Quote:
Originally Posted by aymster
You know, you mentioned that you had success in the past and that you're doing so well now. I think you have peeled away that layer of past failure and are on the right path by recognizing your triggers and wanting to keep on track! If you have the support at home, that's GREAT!
Thanks, Aymster! I definitely want to keep on track...it's hard though, as you all know. I think that because I lost weight before and gained it back/failed, I am not as afraid of failure now...I have already proven to myself that I CAN lose weight, I just have to fine-tune my methods. Does that make any sense? I'm sweating and I've been at school using my brain too much, so I'm not sure if I'm making much sense.
Quote:
Originally Posted by EZMONEY
#1 ~ YOU control the food...it has no brain...no emotion...it doesn't control you! Sometimes I think it is a big bully!
#2 ~ Everyday is the day you need to make good choices. I'm re-committing myself TODAY. Not tomorrow, today. That is today's better choice. 
#3 ~ If you screw up one day do we give up?....ah...NO!
Do me a favor...every day for one month push a little harder than the day before....if at anytime you need help to push harder you PM me...I will push up up the hill....down the hilll...over the hill...through the hill...whatever you need...you can do this...you just have "forgotten" that you can! Starting today, 9/4, until 10/4, I will push a little harder to stay on track. I will do what I think I cannot do...at least I will *try*. I could use a drill sargeant lol
Seriously, thank you for your support and I might take you up on that. You are an inspiration to me, Gary!
My prayers are with you each step ~ Gary
Gary: THANK YOU SO MUCH for all the hugs. I really needed them, especially today (see rant below).
Okay, now for the bad news: just when I was doing so good, Labor Day weekend came along + the heat and my good intentions went out the window like a bullet from a gun. Friday was good: I had a birthday dinner party for my sister-in-law and I made thai food and I actually controlled myself: I had a big bowl of Tom Yum soup and I had a smaller portion of Chicken Panang (curry) and no seconds! Yay

for me. One bad thing: my hubby made dessert and I ate a smallish portion of that, but I was okay with that...I allow myself one bad meal a week, right? So, Friday was good.
Saturday was good too: lunch was a big bowl of Tom Yum with a smaller portion of the curry. Dinner was a pita pizza, which was really healthy. So yay again.
Sunday? What happened Sunday?

Woke up, ate some Tom Yum soup for breakfast (breakfast of champions?), and then for lunch we went to Chili's. That is where the trouble began. You see, we waited to go until I was starving...always a bad idea. The voice of reason told me to order something off the guiltless menu. That was my intention. When the server asked me what I wanted, out of my mouth came "Crispy Honey Chipotle Chicken Crispers." How did that happen??? I must say that I thoroughly enjoyed it until I got home and looked up the nutritional information: 2,040 cals, 99g fat, 3,890g sodium, 240g carbs, 70g protein and 9g of fiber!

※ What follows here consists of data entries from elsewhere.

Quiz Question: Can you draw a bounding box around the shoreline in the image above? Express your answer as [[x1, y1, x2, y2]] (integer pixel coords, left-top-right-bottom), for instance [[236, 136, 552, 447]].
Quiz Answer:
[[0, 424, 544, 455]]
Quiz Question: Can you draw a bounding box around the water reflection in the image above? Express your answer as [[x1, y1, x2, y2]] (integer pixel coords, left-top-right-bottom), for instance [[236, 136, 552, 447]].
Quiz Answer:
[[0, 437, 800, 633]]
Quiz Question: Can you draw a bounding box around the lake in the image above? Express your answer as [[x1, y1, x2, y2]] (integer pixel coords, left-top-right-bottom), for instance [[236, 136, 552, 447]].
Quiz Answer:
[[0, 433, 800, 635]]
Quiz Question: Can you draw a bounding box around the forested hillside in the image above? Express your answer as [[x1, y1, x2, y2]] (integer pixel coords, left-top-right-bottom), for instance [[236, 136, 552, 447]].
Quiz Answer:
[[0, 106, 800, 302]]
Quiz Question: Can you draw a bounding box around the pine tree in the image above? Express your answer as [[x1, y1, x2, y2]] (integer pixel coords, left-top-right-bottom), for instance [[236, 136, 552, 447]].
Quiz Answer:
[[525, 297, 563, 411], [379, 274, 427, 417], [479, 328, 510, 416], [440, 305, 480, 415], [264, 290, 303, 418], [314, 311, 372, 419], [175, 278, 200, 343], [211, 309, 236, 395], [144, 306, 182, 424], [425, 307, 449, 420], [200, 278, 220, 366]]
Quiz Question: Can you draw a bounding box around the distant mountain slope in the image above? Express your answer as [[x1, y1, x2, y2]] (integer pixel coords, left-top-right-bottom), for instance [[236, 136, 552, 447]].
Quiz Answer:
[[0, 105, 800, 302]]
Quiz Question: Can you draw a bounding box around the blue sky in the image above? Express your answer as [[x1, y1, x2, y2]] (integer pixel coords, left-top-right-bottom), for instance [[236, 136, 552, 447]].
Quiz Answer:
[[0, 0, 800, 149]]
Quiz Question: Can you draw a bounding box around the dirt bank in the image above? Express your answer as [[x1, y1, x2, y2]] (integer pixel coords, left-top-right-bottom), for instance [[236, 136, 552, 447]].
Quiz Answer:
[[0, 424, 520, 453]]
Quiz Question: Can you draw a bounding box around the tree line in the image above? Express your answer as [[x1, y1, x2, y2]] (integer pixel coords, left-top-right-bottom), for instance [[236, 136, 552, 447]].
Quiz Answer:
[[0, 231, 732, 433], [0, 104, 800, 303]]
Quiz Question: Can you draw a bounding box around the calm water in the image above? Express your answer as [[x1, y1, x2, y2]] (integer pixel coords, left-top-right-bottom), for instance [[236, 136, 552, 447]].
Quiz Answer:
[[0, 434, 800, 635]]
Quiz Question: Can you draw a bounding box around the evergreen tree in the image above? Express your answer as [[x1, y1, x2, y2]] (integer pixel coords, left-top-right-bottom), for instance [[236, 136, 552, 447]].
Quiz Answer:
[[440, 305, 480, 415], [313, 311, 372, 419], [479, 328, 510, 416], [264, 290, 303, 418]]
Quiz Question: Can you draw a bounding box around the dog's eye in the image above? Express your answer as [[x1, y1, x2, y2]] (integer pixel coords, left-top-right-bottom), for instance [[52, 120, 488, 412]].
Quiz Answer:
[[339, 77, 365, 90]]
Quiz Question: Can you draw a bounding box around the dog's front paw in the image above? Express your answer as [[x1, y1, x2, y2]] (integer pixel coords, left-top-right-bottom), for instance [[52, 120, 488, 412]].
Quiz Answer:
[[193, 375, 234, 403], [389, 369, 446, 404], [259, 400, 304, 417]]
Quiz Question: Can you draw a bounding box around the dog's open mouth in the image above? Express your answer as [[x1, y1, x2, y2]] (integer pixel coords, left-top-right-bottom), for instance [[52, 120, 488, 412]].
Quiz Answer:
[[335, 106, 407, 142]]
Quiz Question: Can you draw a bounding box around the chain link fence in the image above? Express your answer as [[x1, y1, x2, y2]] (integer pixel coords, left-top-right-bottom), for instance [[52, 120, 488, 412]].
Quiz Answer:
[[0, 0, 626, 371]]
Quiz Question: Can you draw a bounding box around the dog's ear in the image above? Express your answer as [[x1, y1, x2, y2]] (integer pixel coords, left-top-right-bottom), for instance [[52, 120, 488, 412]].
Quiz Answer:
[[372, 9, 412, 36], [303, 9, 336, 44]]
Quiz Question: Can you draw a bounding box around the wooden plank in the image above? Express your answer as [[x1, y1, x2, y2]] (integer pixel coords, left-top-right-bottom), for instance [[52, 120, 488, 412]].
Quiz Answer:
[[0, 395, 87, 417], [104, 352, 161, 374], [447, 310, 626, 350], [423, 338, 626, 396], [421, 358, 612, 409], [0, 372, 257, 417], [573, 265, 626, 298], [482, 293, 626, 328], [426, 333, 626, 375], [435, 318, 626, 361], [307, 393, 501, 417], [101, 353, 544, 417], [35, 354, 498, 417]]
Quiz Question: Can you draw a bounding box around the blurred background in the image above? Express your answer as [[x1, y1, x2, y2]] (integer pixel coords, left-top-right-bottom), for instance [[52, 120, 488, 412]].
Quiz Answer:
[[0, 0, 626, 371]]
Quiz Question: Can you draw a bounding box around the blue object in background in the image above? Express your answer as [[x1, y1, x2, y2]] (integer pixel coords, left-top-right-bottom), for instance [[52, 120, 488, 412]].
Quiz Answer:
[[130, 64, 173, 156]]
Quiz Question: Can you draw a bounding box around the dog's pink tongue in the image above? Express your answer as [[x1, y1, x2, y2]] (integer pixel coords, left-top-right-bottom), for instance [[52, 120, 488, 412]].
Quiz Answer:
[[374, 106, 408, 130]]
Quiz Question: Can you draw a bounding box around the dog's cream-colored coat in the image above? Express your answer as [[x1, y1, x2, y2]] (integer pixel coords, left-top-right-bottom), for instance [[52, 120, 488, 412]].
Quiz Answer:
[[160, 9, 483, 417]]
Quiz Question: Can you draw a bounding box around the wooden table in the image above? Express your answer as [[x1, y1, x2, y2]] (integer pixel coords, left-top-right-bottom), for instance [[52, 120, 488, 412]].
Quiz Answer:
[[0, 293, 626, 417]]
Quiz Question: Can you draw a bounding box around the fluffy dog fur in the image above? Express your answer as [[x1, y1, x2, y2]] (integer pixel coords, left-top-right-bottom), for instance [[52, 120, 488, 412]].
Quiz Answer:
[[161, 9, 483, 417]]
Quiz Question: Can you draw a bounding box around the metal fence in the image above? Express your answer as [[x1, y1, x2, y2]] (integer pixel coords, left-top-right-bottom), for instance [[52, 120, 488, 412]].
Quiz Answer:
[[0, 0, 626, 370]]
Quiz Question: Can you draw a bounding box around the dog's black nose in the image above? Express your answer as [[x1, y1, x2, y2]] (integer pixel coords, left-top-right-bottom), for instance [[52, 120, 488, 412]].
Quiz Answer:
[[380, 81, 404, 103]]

Yowza! For dinner, I had a little bit of curry. I was so mad at myself. I mean, I knew it would be bad

but THAT bad? Had no idea. Now I know. I also had multiple beers. Yesterday it was bad too. Pasta with pesto and turkey italian sausage (not too bad really) for lunch, but for dinner we had Carl's Jr which of course is horrible. Plus multiple beers. Today hasn't started out so swell, either: because I was partying
until late last night, I couldn't get up at 4:00am to workout. I did have a bowl of cereal with berries for breakfast

, then because I was at school and was hungry I had a small bowl of chili (I could have made a better choice of fruit!)

, and when I got home a little bit ago, I had that pasta for lunch again.
BUT...I am not going to give up, I haven't given up so far and I've only lost 5 lbs since May 9th, I am in this fight for the long haul

and I'm going to make a better choice for dinner...I am planning on making some soup even though it's like 100F around here right now and I feel like I am suffocating.
Thanks for listening to this long post and thanks for your support!